XANTHIPPI   f   Greek
Modern Greek form of XANTHIPPE.
XENE   f   Greek
Variant of XENIA.
XENIA   f   Greek, Ancient Greek
Means "hospitality" in Greek, a derivative of ξενος (xenos) "foreigner, guest". This was the name of a 5th-century saint who is venerated in the Eastern Church.
YAEL   f   Hebrew, Biblical Hebrew
Hebrew form of JAEL.
YEHUDIT   f   Hebrew, Biblical Hebrew
Hebrew form of JUDITH.
YEMIMA   f   Hebrew, Biblical Hebrew
Hebrew form of JEMIMA.
YOCHEVED   f   Hebrew, Biblical Hebrew
Hebrew form of JOCHEBED.
YSOLT   f   Arthurian Romance
Old French form of ISOLDE, appearing in the 12th-century Old French poem 'Tristan' by Thomas of Britain.
YUVAL   m & f   Hebrew, Biblical Hebrew
Hebrew form of JUBAL. It is used as a masculine and feminine name in modern Hebrew.
ZENOVIA   f   Greek
Modern Greek form of ZENOBIA.
ZINOVIA   f   Greek
Modern Greek form of ZENOBIA.
ZIPPORAH   f   Biblical, Hebrew
From the Hebrew name צִפּוֹרָה (Tzipporah), derived from צִפּוֹר (tzippor) meaning "bird". In the Old Testament this is the name of the Midianite wife of Moses.
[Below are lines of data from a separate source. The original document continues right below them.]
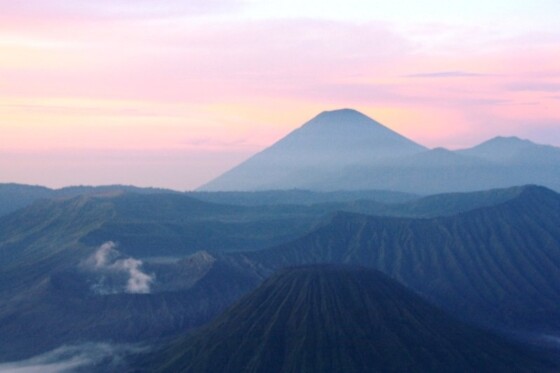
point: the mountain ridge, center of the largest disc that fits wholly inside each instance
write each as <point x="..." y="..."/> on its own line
<point x="339" y="319"/>
<point x="336" y="151"/>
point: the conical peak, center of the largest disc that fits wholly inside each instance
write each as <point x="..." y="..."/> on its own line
<point x="342" y="117"/>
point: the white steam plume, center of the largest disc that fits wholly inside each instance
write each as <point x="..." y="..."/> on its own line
<point x="117" y="274"/>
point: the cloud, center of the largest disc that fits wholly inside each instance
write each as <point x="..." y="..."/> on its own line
<point x="534" y="87"/>
<point x="65" y="359"/>
<point x="116" y="9"/>
<point x="444" y="74"/>
<point x="116" y="274"/>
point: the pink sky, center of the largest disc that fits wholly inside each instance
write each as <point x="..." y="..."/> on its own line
<point x="172" y="94"/>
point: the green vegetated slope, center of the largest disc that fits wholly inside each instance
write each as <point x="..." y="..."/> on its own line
<point x="46" y="296"/>
<point x="17" y="196"/>
<point x="339" y="319"/>
<point x="497" y="265"/>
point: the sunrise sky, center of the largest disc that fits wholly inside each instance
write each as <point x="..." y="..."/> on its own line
<point x="172" y="93"/>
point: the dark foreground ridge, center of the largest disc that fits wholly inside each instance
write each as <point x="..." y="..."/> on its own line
<point x="339" y="319"/>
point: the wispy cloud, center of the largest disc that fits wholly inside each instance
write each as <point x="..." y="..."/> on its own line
<point x="444" y="74"/>
<point x="115" y="9"/>
<point x="66" y="359"/>
<point x="534" y="87"/>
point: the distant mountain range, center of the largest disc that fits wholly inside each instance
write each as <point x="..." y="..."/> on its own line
<point x="491" y="258"/>
<point x="345" y="150"/>
<point x="339" y="319"/>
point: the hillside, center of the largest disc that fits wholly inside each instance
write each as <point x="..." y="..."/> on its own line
<point x="496" y="265"/>
<point x="339" y="319"/>
<point x="343" y="150"/>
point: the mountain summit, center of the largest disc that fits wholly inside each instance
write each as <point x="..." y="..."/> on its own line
<point x="327" y="144"/>
<point x="346" y="150"/>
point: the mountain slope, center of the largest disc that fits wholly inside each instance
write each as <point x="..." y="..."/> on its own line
<point x="345" y="150"/>
<point x="328" y="143"/>
<point x="340" y="319"/>
<point x="497" y="265"/>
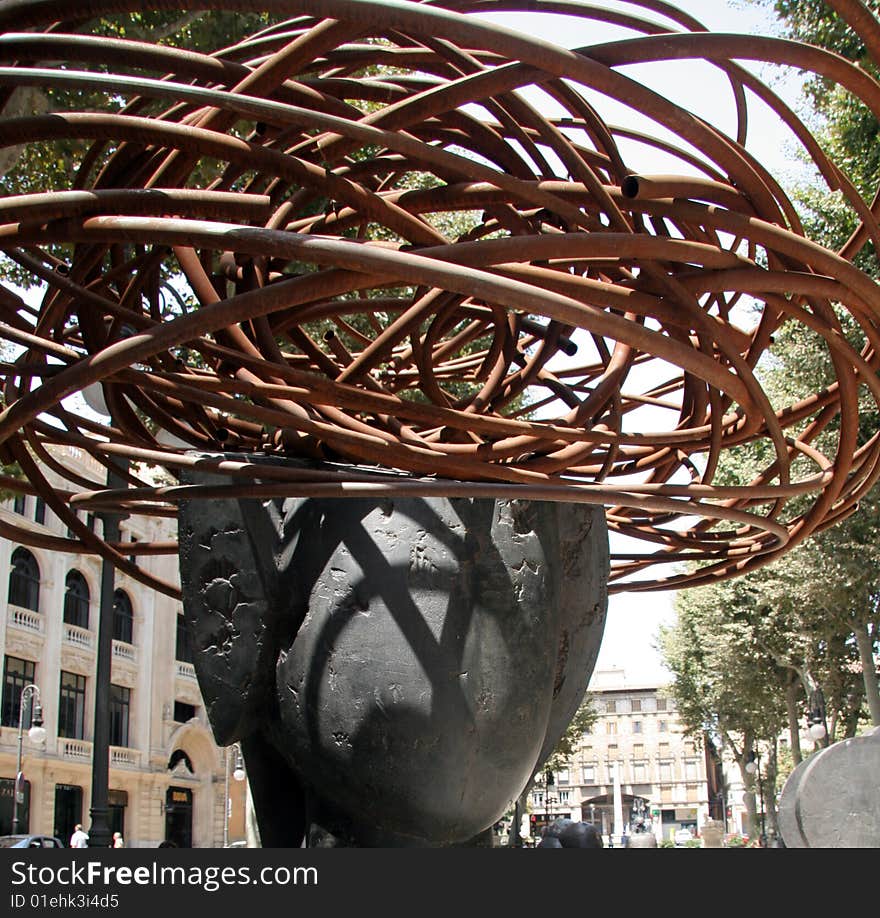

She was the daughter of the priest Jethro.
ZOE   f   English, Greek, Italian, Ancient Greek
Means "life" in Greek. From early times it was adopted by Hellenized Jews as a translation of EVE. It was borne by two early Christian saints, one martyred under emperor Hadrian, the other martyred under Diocletian. The name was common in the Byzantine Empire, being borne by a ruling empress of the 11th century. As an English name, Zoe has only been in use since the 19th century. It has generally been more common among Eastern Christians (in various spellings).